The MADIT-RIT trial demonstrated reduction of inappropriate and appropriate ICD therapies and mortality by high-rate cut-off and 60-second-delayed VT therapy ICD programming in patients with a primary prophylactic ICD indication. The aim of this analysis was to study effects of MADIT-RIT ICD programming in patients with ischemic and nonischemic cardiomyopathy.

Methods and Results:

First and total occurrences of both inappropriate and appropriate ICD therapies were analyzed by multivariate Cox models in 791 (53%) patients with ischemic and 707 (47%) patients with nonischemic cardiomyopathy. Patients with ischemic and nonischemic cardiomyopathy had similar incidence of first inappropriate (9% and 11%, P = 0.21) and first appropriate ICD therapy (11.6% and 14.1%, P = 0.15).

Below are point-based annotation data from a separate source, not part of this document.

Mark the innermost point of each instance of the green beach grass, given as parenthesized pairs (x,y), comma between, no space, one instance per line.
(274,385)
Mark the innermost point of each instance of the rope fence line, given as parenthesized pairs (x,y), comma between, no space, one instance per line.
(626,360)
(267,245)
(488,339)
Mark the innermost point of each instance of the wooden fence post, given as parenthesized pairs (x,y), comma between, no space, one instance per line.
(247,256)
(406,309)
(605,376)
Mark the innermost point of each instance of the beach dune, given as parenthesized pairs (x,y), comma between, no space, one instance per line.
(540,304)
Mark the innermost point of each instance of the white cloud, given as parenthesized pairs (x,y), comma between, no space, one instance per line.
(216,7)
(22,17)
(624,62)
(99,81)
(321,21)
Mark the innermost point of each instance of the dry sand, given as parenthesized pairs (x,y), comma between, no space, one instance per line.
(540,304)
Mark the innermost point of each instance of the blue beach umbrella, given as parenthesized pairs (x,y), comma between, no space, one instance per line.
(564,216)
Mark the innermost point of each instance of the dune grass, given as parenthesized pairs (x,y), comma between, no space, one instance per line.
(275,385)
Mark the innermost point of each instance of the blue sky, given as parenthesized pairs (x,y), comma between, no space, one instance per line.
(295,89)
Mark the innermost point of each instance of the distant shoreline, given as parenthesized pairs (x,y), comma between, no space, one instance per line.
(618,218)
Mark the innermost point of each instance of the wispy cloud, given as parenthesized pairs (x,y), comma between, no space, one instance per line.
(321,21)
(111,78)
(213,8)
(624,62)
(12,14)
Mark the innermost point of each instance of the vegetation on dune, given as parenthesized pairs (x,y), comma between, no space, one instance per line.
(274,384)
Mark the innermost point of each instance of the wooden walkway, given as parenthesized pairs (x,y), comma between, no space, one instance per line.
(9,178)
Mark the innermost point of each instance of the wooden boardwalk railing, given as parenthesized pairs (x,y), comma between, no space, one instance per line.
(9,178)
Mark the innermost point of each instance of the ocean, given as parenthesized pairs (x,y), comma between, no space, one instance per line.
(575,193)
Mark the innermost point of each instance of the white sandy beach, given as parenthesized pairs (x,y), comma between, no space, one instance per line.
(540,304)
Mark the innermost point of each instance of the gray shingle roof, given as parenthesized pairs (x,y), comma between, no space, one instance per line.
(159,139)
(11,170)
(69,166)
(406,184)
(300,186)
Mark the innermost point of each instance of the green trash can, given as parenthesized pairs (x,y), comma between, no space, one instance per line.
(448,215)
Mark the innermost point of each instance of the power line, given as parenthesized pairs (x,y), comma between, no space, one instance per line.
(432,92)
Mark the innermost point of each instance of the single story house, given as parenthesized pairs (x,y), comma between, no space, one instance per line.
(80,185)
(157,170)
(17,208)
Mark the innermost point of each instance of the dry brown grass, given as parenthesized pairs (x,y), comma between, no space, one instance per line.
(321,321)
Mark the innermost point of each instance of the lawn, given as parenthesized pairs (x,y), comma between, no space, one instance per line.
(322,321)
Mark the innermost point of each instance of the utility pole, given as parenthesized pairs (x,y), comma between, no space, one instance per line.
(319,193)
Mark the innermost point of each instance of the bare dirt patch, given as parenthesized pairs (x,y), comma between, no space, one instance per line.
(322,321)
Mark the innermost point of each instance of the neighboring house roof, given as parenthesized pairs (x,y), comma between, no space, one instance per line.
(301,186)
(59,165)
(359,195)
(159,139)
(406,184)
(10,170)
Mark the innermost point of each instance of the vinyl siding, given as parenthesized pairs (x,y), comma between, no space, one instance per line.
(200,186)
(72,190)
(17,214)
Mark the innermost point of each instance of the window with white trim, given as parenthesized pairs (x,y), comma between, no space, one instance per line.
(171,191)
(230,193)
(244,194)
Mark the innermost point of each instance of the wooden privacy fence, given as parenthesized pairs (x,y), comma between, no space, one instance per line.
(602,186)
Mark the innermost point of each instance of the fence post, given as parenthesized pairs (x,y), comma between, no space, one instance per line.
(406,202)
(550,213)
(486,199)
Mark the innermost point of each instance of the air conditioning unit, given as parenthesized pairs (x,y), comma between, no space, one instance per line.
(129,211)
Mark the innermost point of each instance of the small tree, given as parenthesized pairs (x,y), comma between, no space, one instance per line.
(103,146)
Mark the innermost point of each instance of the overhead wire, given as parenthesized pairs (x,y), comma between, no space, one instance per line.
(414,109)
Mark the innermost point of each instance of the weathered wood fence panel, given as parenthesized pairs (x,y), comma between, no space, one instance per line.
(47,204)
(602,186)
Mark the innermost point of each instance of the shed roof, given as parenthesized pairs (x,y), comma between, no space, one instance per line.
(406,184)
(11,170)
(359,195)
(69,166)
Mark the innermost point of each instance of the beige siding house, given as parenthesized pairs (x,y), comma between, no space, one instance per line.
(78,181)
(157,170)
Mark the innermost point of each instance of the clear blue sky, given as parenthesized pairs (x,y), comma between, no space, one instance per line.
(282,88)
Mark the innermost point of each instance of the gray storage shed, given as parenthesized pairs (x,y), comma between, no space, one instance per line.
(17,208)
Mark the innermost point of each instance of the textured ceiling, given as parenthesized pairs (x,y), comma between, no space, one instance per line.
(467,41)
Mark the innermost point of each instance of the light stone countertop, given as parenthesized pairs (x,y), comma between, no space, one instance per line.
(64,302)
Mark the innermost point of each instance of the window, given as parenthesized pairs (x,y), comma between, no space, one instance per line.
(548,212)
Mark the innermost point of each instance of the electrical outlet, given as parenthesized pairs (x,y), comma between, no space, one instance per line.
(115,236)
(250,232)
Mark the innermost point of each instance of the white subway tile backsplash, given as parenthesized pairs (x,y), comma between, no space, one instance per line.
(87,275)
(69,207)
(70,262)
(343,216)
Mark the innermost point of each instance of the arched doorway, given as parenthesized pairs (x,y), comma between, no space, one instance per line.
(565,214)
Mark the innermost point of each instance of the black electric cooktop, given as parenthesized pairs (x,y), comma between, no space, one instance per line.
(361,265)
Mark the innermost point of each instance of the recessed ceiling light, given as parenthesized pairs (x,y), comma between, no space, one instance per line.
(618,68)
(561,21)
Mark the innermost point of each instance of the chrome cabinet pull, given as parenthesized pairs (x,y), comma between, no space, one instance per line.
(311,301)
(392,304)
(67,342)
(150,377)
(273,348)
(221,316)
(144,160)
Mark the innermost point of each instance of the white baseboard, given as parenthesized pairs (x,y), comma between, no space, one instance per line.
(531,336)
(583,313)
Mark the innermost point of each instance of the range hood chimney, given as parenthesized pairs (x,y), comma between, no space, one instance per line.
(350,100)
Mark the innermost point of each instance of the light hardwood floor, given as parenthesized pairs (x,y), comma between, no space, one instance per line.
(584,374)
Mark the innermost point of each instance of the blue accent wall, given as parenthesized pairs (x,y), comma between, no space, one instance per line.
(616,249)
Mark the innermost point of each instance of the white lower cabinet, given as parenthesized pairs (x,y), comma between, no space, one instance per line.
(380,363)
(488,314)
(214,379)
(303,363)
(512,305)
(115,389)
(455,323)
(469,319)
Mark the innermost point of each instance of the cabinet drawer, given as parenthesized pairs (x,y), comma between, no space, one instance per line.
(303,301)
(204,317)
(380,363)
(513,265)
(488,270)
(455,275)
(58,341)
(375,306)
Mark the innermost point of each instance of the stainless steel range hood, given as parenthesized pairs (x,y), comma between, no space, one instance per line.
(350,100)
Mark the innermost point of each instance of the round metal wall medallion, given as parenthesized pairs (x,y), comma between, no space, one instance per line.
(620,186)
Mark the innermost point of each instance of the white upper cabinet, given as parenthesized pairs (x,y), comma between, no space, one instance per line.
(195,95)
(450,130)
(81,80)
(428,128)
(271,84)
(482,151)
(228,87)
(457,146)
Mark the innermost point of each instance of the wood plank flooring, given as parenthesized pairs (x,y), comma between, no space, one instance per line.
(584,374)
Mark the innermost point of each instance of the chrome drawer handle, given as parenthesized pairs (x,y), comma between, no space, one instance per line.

Patients with ischemic cardiomyopathy had higher mortality rate (6.1% vs. 3.3%, P = 0.01). MADIT-RIT high-rate cut-off (arm B) and delayed VT therapy ICD programming (arm C) compared with conventional (arm A) ICD programming were associated with a significant risk reduction of first inappropriate and appropriate ICD therapy in patients with ischemic and nonischemic cardiomyopathy (HR range 0.11–0.34, P < 0.001 for all comparisons). Occurrence of total inappropriate and appropriate ICD therapies was significantly reduced by high-rate cut-off ICD programming and delayed VT therapy ICD programming in both ischemic and nonischemic cardiomyopathy patients.

Conclusion:

High-rate cut-off and delayed VT therapy ICD programming are associated with significant reduction in first and total inappropriate and appropriate ICD therapy in patients with ischemic and nonischemic cardiomyopathy.